Learning Forum

[hamid.h.javadi]

Is there an example of band structure calculation in DGTD similar to the one in FDTD: https://optics.ansys.com/hc/en-us/articles/360042038933-Bloch-mode-profile-Photonic-crystal

[Guilin Sun]

Not yet. Please refer to the FDTD examples to get script, groups and run the simulation script file to get results, and compare if they are similar.

Thank you!

[hamid.h.javadi]

 

I want to run bandstructure calculation of a 1-D array of plasmonic gold nanowires in DGTD.

I modified DGTD example “dgtd_plasmonic_dolmen” to include only one gold wire. I added “periodic” to the “boundary condition” and choose “simulation region” confined to “source_rectangle” (-0.06um to 0.06 um), I get

               period=getperiodicity(“DGTD”);

               ?period;

                            0.06 um as xmin of “simulation region” is forced to zero.

I chose "x: set based on source angle" and changed source angle “theta” from 0 to 10 to 45 degrees. No difference in resonance frequencies (PEC or PMC symmetry) was observed (between different theta runs).

Is this the right approach?

 

[Guilin Sun]

Unfortunately band structure simulation requires to use Bloch boundary conditions, and DGTD has not implemented yet:

https://optics.ansys.com/hc/en-us/articles/360034918593-Boundary-conditions-in-DGTD-Simulation-Object

https://optics.ansys.com/hc/en-us/articles/360034382714-Bloch-boundary-conditions-in-FDTD-and-MODE

https://optics.ansys.com/hc/en-us/articles/360034382734-Periodic-boundary-conditions-in-FDTD-and-MODE

So even though you set angles it will be like normal incidence.

Please file a feature request for this: 

New Feature vote:   Vote new features, and file your feature request

 

[hamid.h.javadi]

Concentrating again on Ansys FDTD bandstructure calculation:

I would like to introduce a perturbation in a 1D array of periodic plasmonic nanowire array (analyzed by a unit cell with Bloch boundary condition in 1D).

How can I add perturbion/defect in one unit at the end of the array? Can I calculate the E- and H-fields on the edge surface of the array and introduce it as a source in the perturbed unit? How do I achieve cyclic response between the array and the defect on one end?

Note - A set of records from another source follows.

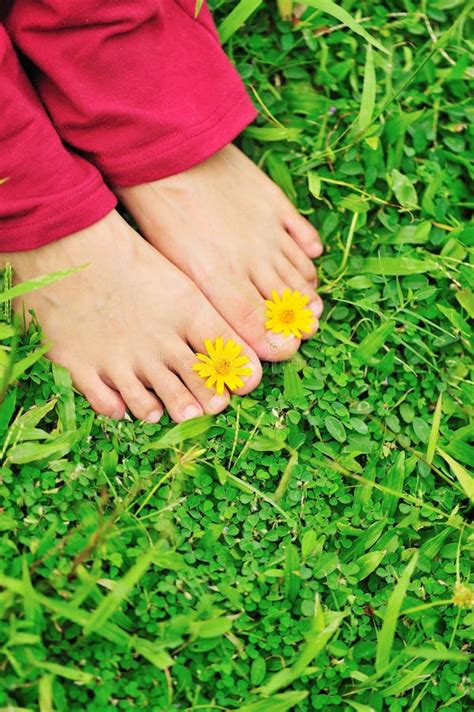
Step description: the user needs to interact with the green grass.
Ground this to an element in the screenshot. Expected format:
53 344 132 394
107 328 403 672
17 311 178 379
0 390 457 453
0 0 474 712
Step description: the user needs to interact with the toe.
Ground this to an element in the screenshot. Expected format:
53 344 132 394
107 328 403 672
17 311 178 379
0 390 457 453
183 308 263 395
148 364 204 423
278 258 323 330
74 373 127 420
113 373 163 423
282 235 318 287
209 278 300 361
284 210 323 258
161 342 230 415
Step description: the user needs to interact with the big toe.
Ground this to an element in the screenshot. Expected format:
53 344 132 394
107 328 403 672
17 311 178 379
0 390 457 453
186 305 262 398
203 278 300 361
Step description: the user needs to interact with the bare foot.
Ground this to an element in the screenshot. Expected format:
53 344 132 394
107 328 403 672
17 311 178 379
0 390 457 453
4 211 261 423
117 145 323 361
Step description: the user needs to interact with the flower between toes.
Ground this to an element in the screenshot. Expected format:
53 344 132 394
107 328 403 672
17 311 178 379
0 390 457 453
193 336 252 395
265 289 315 339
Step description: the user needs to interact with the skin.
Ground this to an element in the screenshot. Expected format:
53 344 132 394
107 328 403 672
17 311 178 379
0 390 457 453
117 144 323 361
1 211 261 423
3 146 322 423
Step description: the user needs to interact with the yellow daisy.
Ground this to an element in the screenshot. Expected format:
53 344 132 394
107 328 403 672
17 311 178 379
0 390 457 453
265 289 315 339
193 336 252 395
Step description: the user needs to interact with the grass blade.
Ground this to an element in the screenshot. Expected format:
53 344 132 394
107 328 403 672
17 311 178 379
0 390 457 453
142 415 214 452
84 540 163 635
355 550 387 581
285 544 301 603
219 0 262 44
353 44 376 136
350 257 438 277
426 393 443 465
51 361 76 431
236 690 309 712
438 447 474 502
352 321 395 363
259 613 346 695
304 0 388 54
375 552 418 673
0 265 87 304
382 450 406 517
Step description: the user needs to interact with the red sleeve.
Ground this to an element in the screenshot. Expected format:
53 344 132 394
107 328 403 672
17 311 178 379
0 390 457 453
0 24 116 252
7 0 255 186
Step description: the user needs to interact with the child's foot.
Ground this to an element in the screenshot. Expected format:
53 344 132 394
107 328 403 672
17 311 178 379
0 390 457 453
117 145 323 361
4 211 261 423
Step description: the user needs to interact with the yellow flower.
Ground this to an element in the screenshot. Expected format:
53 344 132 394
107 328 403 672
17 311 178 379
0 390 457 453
453 582 474 608
265 289 315 339
193 336 252 395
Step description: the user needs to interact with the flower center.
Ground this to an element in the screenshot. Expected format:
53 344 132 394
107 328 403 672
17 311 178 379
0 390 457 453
215 358 232 376
280 309 295 324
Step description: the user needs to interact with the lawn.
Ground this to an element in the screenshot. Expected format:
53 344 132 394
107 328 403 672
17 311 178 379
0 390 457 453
0 0 474 712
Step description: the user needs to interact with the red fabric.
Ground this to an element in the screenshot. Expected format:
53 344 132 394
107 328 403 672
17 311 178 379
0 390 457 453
0 25 117 252
0 0 255 251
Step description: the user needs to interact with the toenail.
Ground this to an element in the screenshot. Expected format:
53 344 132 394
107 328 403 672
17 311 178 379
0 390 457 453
309 299 324 319
146 410 162 423
209 396 228 411
183 405 202 420
268 334 295 356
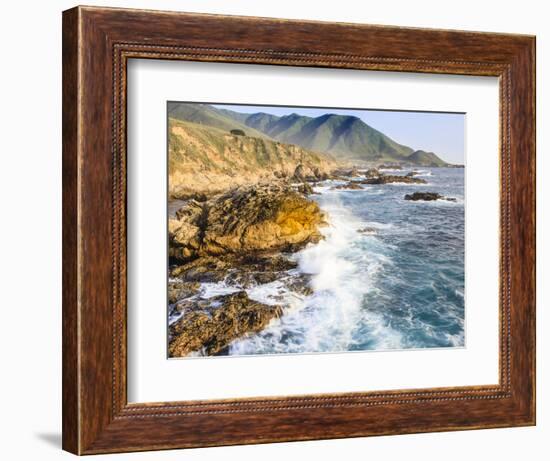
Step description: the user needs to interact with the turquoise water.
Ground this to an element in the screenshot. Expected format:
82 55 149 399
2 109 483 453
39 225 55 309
205 168 464 355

Should I calculate the bandstructure to detect the change in mode frequencies? Or reflection minimum as a function of kx?

[Guilin Sun]

Since bandstructure simulaiton needs Bloch boundary condition and DGTD has not implemented, please try to use FDTD instead.

Not sure what do you mean "perturbation" here: anything that breaks the periodicity will not be considered as "periodic">

For band structure edge, you can specify the correct K value, for example at the edge of symmatric point Km. You still need to simulate the band structure. YOu may also use the transmission band to find the bandgap.eg, T vs frequency.

 

[hamid.h.javadi]

Thanks for your response. Here I am concentrating in FDTD:

to make my objective clear, let's assume that I want to introduce a defect in an infinite array of plasmonic nanowires.

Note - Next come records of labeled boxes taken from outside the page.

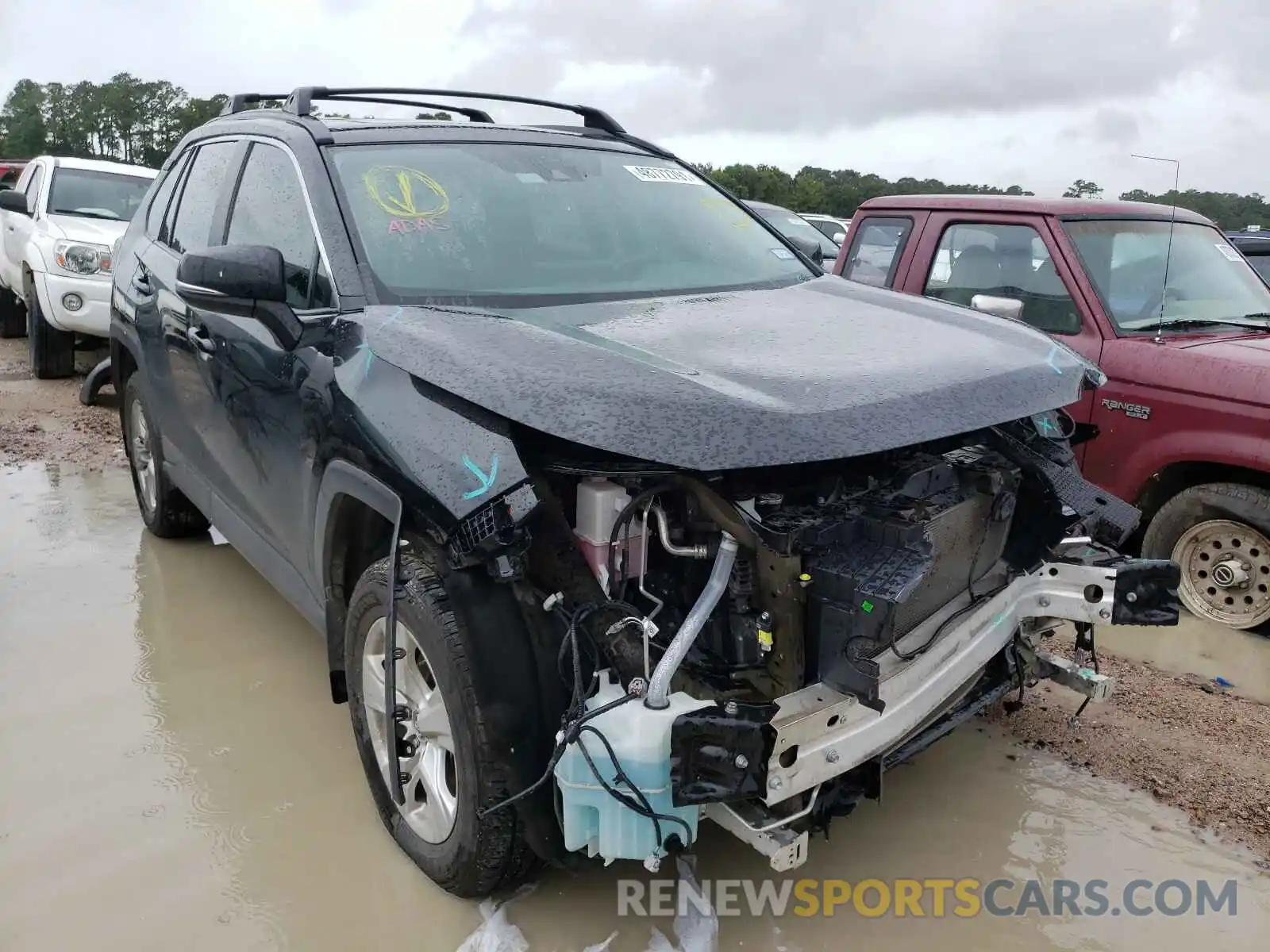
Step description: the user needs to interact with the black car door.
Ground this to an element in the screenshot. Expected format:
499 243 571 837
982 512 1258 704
127 140 243 522
187 140 333 595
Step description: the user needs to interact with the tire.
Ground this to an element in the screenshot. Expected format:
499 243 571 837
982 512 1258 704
1141 482 1270 630
119 374 208 538
344 556 540 899
0 287 27 338
27 279 75 379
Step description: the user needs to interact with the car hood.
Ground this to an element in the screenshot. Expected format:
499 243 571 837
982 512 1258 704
1157 332 1270 406
48 214 129 245
354 277 1097 470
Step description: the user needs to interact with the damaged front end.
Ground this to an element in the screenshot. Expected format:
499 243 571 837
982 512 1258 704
452 411 1179 869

i can assume that the defective unit has an infinite array on the left and an infinite array on the right hand side. It is very memory-intensive to analyze the whole array with a defect in the middle. Can this be done similar to the Lumerical Bragg example by considering coupling between:

1- the fields at the interface between the infinite array on the left and the defective unit

2- the fields at the interface between the infinite array on the right and the defective unit

and calculate transmission through the whole system at resonance frequencies of the eigenmodes (of the infinite array)?

 

Thanks.

 

 

 

[Guilin Sun]

Just give you a quick reply that, this is more physics than simulation. Simulation obeys strictkly the math. Periodic BCs ensure the infinitely duplicated unit cells. When there is a defect, you will need to use larger perioridicity, and compare different periodicity and see if the result changes. If no change, it means the pertubaltion is local and you can use the smaller periodicity. I hope this helps you to consider it.

[hamid.h.javadi]

Thanks for your insight.

Are you suggesting that I simulate bandstructure of a unit cell (N times the original one) containing the defect? What should be the x-axis boundary condition (Bloch or PML)? What is the range of kx; [0 - pi/(N*a)] or [0 - pi/a]? 

And then change N till the bandstrcture no longer changes.

Thanks,

[Guilin Sun]

In the periodic direction you should use Bloch BC.

"a" is the period;

and the absolute value of "k" is  [0 - pi/a].

when you change N, I am not sure if the bandstructure can keep the same since their absolute K is not the same. What I mean is their transmission changes a little, when you do a regular transmission simulation, like a grating. This should be done before you do the band structure simulation.